Free public mini-course on French feminism by Rosa Nogues, starting Friday 26 November, 2010, 4pm.

Rationale: Feminist theory in France encompasses a field of thought much wider and more heterogeneous than that suggested by what has come to be known as ‘French Feminism’, a category coined by the Anglophone academy and mostly limited to the work of Cixous, Kristeva and Irigaray. The aim of this course will be to outline the different positions in French feminism at the time of the women’s liberation movement in France, and to explore some of the basic concepts and debates in feminist theory within the specific context of French feminist thought, such as the sex/gender distinction, the concept of difference, or the essentialism/constructionism debate. Pdf copies of texts will be made available a week in advance of each session. We will look at the work of key figures such as Simone de Beauvoir, Christine Delphy, Monique Wittig, Monique Plaza, Catherine Clément, Hélène Cixous, Julia Kristeva and Luce Irigaray.
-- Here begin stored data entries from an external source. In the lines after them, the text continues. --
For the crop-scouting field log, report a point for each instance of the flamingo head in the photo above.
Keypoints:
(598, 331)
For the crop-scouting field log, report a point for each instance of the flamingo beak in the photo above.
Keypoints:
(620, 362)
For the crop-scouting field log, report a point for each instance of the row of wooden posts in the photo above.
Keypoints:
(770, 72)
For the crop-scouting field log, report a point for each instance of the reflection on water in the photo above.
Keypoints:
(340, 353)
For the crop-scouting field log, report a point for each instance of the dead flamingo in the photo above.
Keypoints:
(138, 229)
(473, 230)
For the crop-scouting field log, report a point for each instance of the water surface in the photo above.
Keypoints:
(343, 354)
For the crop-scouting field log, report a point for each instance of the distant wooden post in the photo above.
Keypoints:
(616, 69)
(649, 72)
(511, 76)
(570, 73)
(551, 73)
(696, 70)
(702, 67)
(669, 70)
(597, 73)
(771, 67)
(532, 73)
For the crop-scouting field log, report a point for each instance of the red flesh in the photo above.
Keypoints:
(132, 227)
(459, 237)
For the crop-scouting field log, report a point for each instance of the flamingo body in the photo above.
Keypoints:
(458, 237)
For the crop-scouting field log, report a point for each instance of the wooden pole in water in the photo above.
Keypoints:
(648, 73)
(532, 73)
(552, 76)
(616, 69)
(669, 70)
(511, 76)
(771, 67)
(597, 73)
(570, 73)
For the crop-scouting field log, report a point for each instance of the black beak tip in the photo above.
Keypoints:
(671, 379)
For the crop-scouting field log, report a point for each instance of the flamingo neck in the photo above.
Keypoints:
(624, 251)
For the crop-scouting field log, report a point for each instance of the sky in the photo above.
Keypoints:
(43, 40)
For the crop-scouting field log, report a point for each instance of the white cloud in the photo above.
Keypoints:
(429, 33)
Session I: Friday 26 November 2010, 4-6pm

Introduction to French Feminism

Reading: Simone de Beauvoir, Introduction to The Second Sex (1949); Christine Delphy, ‘Rethinking Sex and Gender’ (1993).
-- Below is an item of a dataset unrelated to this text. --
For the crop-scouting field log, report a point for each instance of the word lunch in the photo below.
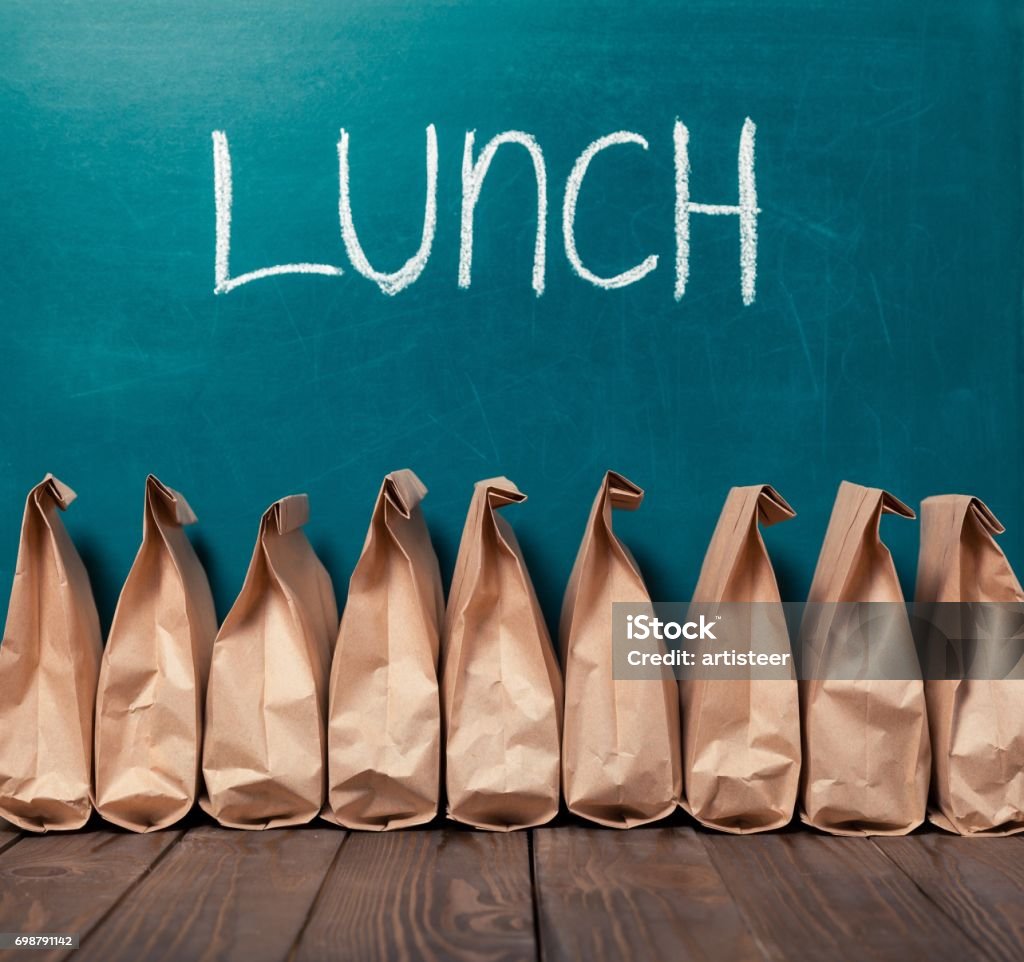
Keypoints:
(474, 171)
Optional reading: Monique Wittig, ‘The Category of Sex’ (1982); Hélène Cixous, ‘The Laugh of the Medusa’ (1975).

Session II: Friday 3 December 2010, 4-6pm

Luce Irigaray

Reading: Irigaray, ‘The Little Girl Is (Only) a Little Boy’, from Speculum of the Other Woman; ‘This Sex Which Is not One’, from This Sex Which Is not One.

Optional reading: ‘An Ethics of Sexual Difference’, from An Ethics of Sexual Difference; ‘Women’s Exile’, in Ideology and Consciousness, no. 1 (May 1977).

Session III: Friday 10 December 2010, 4-6pm

Julia Kristeva

Reading: Kristeva, ‘Approaching Abjection’ and ‘From Filth to Defilement’, in The Powers of Horror: An Essay on Abjection; ‘Women’s Time’, in Signs, 7/1 (1981).

Optional reading: ‘From One Identity to Another’ in Desire in Language: A Semiotic Approach to Literature and Art.

For pdf copies of the texts, please email c.kerslake@mdx.ac.uk.

Place: Room M222, second floor, Mansion Building, Middlesex University, Trent Park campus, Bramley Road, London N14 4YZ. NOTE ROOM CHANGE.

Tube: Piccadilly line to Oakwood station, free bus to campus.

This course is free and open to the general public. ALL WELCOME.